Desde que aprendimos a controlar el fuego, la tecnología ha sido palanca de poder y fuente ventaja geopolítica sobre la que proyectar la pulsión de animus dominandi del que hablaban los clásicos y que plausiblemente caracteriza la condición humana. El ferrocarril, las vacunas, la electricidad, el transporte aéreo, la energía atómica, el smartphone… la experiencia humana se ha moldeado en buena parte a través de la tecnología disponible y su democratización. Lo que no ha cambiado es la pugna por su desarrollo, uso y control.

El progreso tecnológico es pues un proceso de creciente exponencialidad mientras que la ambición sobre su control es lineal, una constante que se sigue explicando mejor a través de la obra de Shakespeare que mediante sofisticados estudios y hallazgos neuronales. Es ésta una dinámica tan imparable como obviada, el verdadero telón de fondo de nuestros tiempos y que representa un reto monumental para desarrollar normas y establecer regulaciones efectivas.

La llamada Cuarta Revolución Industrial, con sus oportunidades e incógnitas, será la mayor disrupción tecnológica jamás vista en este planeta en alcance, velocidad e impacto. Esta fase tardía del Big Bang industrial que se inició hace 200 años es heraldo de un futuro que ya es presente. Ofrece un crisol de nuevas oportunidades tecnológicas con un potencial difícil de calibrar y que invita más al vértigo que al confort. Posee la capacidad de erosionar convenciones y convicciones, y tiene el poder para que reimaginemos la manera en la que ciudadanos, empresas y gobiernos operan, deciden y coexisten en un mundo donde la realidad empieza a ser la nueva ciencia ficción.

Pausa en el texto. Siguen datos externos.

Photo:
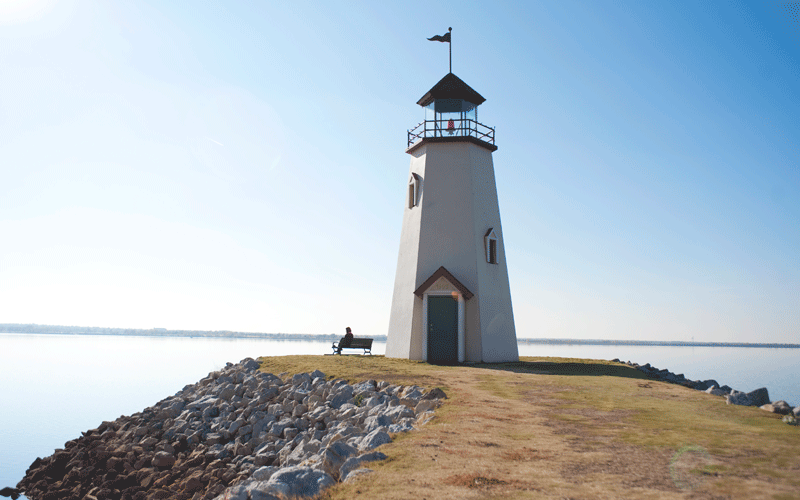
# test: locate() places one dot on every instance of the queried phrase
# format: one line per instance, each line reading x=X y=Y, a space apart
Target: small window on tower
x=414 y=190
x=491 y=246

Vivimos una era donde se cumple la profecía de Arthur C. Clark según la cual “cualquier tecnología suficientemente desarrollada es indistinguible de la magia.”

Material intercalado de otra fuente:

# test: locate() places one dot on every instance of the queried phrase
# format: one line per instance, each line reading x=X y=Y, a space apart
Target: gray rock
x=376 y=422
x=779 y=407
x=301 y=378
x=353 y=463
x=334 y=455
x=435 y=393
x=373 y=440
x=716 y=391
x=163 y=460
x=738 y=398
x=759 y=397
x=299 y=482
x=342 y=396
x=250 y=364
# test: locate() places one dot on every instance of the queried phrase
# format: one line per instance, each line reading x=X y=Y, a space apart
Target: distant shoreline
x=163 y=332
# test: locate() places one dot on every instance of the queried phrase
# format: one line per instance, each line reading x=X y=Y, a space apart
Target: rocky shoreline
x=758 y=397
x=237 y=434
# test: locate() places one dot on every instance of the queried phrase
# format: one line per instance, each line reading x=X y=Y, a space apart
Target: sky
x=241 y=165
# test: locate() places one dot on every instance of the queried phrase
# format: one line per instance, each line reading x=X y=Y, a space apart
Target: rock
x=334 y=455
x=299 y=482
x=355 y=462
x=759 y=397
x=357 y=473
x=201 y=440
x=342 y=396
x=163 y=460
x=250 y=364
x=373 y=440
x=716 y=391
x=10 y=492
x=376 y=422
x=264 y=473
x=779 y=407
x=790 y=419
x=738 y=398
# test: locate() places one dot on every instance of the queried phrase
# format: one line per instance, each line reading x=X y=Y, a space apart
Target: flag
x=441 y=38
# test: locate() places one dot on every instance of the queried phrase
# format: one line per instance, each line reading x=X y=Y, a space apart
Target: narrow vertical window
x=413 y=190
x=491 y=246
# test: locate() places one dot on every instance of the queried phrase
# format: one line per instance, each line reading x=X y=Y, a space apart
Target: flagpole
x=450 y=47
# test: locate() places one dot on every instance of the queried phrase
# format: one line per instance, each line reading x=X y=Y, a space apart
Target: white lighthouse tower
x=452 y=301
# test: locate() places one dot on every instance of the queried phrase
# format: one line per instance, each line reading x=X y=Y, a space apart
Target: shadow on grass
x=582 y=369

Llevamos semanas analizando y debatiendo sobre el caso Huawei y la rivalidad por el 5G. Ello es pertinente. Pero a la vez esconde una verdad tan velada como incómoda: será una mera anécdota en pocos años, tal y como lo es hoy la pugna entre los sistemas de video VHS y Beta en los 1990s. Será una nota a pie de página en la historia y eventualmente un educativo caso de estudio para las business school. Y a muchos se les escapará lo verdaderamente relevante: la sobreatención que damos a los eventos concretos y el déficit de atención a las tendencias y corrientes de fondo que están redibujando la realidad.

Es razonable pensar que hoy estemos viendo en acción las dos fuerzas materiales más poderosas de la historia: la globalización y la revolución tecnológica. No son nuevas, pero sí su capacidad para modificar muchos de los paradigmas que explicaban la lógica del mundo. Ambas fuerzas, aun teniendo naturaleza distinta, se retroalimentan y empujan a la sociedad a una espiral de cambios profundos e irreversibles. Tal vez nuestra única certeza sea que las cosas no volverán a ser iguales.

Nunca hasta ahora fue tan necesaria una perspectiva amplia y profunda de quiénes somos y de dónde venimos. Nunca antes la responsabilidad individual y colectiva fue tan decisiva para enbridar el potencial de las nuevas tecnologías y orientarlas al bien común.

Por más tecnología que nos rodee, seguimos siendo homínidos complejos. Homínidos con smartphone que envían vehículos a Marte. Seguimos siendo una combinación de células y dudas, homínidos que siguen mirando abrumados hacia las estrellas. Y que siguen haciéndose las mismas preguntas fundamentales.